I take a step back, and my hip bumps a display table, the books on it tumbling to the floor with soft thuds. “What are you doing here? The shop is closed.”

Harcourt chuckles, the sound devoid of humor. “Yes, I can read the sign. But since you had no qualms about breaking intomyprivate rooms, I thought turnabout was fair play.”

My tongue feels too thick for my mouth, the heat climbing higher in my body, and I struggle to focus. I need to stall, to think, to find a way out of this. “I’m not Vescari. My name is Tobias Crane. I own this bookshop.”

“Drop the act.” Harcourt’s finger tightens on the trigger. “You’re good, I’ll give you that. But I’d recognize your face anywhere. You cost me two million dollars and my reputation in certain circles by freeing that Omega.”

My stomach swoops as I stumble deeper into the shop, moving between shelves to put books between us.

“It took some doing, but I tracked you from Halcyon Hall’s garden,” Harcourt continues, his footsteps measured as he follows me through the stacks. “You were sloppy.”

My mind races back to the auction. I’d been so rattled by Ezra that I skipped all my usual security protocols. I’d run straight to this shop, packed a bag, grabbed a new identity, and fled the country before I changed my mind about leaving him again.

The Heat surges, and my knees threaten to buckle. I brace myself against a bookshelf, my vision swimming at the edges.
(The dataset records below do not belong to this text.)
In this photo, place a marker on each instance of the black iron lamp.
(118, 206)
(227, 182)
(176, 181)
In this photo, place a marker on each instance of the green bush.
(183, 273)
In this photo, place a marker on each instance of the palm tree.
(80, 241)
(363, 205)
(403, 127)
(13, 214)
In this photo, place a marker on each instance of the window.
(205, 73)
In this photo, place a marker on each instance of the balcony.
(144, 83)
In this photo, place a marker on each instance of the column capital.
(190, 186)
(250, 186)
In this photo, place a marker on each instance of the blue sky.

Of all the times for my body to betray me, it chooses now, when I need every ounce of focus and strength.

“How did you find me?” The question scratches past my dry throat.

“Had this place under surveillance for months.” Harcourt rounds the end of the aisle, the gun never wavering from my center mass. “After I connected Tobias Crane to Lorenzo Vescari, it was just a matter of waiting until you showed your face again.”
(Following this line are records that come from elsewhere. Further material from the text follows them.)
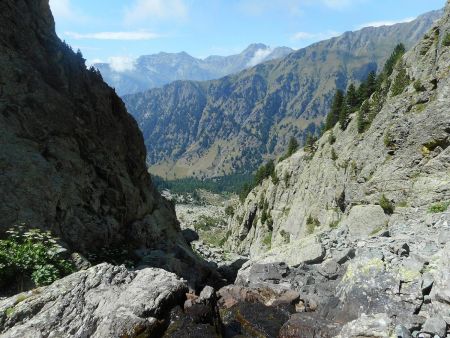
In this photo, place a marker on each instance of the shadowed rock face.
(72, 160)
(104, 301)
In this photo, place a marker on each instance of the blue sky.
(121, 30)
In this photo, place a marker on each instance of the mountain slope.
(150, 71)
(230, 125)
(357, 226)
(72, 160)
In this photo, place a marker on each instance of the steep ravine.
(72, 162)
(355, 232)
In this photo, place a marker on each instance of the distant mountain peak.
(156, 70)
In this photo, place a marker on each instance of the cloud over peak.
(125, 36)
(155, 9)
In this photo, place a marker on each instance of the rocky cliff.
(157, 70)
(232, 125)
(72, 160)
(358, 224)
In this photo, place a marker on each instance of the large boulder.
(365, 220)
(103, 301)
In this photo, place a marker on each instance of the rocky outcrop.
(72, 159)
(403, 156)
(103, 301)
(157, 70)
(362, 235)
(230, 125)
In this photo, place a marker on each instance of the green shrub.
(275, 179)
(311, 224)
(113, 255)
(418, 86)
(387, 205)
(401, 82)
(286, 178)
(334, 224)
(267, 241)
(331, 138)
(205, 223)
(333, 154)
(229, 211)
(31, 255)
(286, 236)
(446, 41)
(388, 140)
(439, 207)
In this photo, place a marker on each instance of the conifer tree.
(333, 116)
(361, 93)
(363, 114)
(292, 146)
(398, 52)
(371, 83)
(343, 115)
(352, 98)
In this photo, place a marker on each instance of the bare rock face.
(103, 301)
(72, 160)
(383, 267)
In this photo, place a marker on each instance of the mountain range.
(151, 71)
(231, 125)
I stumble backward, putting the reference desk between us, grabbing a heavy-duty staple remover, but it shakes in my hand.

“I got reports of movement a month ago, but my people weren’t sure it was you.” Harcourt’s expensive shoes click on the hardwood floor as he circles the desk. “You should’ve kept the lights off, Vescari. You were doing so well.”
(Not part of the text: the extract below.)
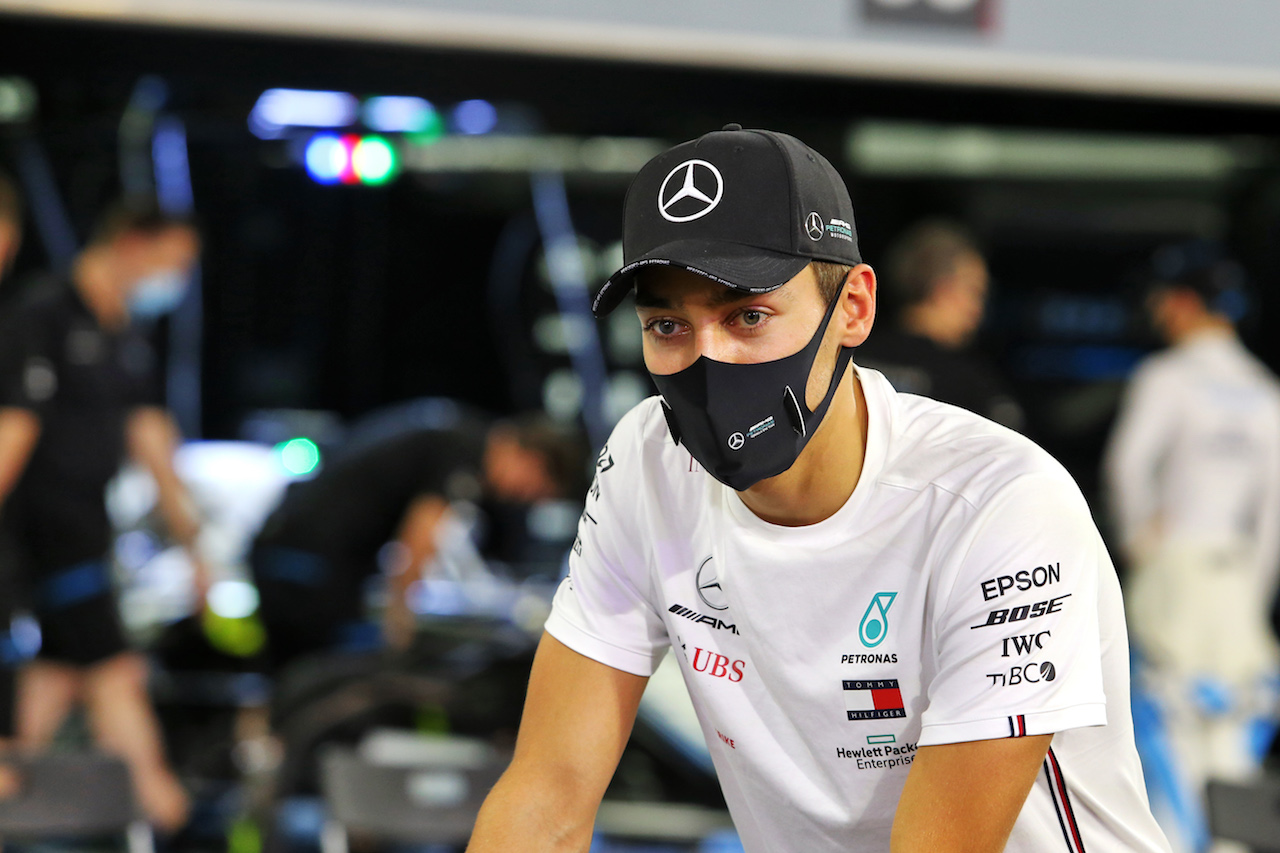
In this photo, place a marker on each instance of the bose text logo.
(699, 182)
(1025, 611)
He must be talking about the day I opened the shop. The day Aaiden delivered the invitation to the Sanctum event.

“What do you want?” I ask, though I already know the answer. Men like Harcourt don’t track people down for pleasant reunions.

“The original plan was to put a bullet in your head.” Harcourt’s gaze slides to the titanium collar around my neck, then lower, taking in my flushed skin and trembling hands. “But now I see there’s a more profitable opportunity. You cost me thesale of an Omega, so it’s only right you to help me recoup the loss.”

Horror crawls up my spine, colder than ice despite the fire in my blood.

“You’re insane,” I spit as another wave of Heat crashes through me, buckling my knees. I catch myself on the edge of the desk, my breath coming in ragged gasps.

“I’m a businessman,” Harcourt corrects, moving closer. “And you’re a commodity. Far more valuable alive than dead.”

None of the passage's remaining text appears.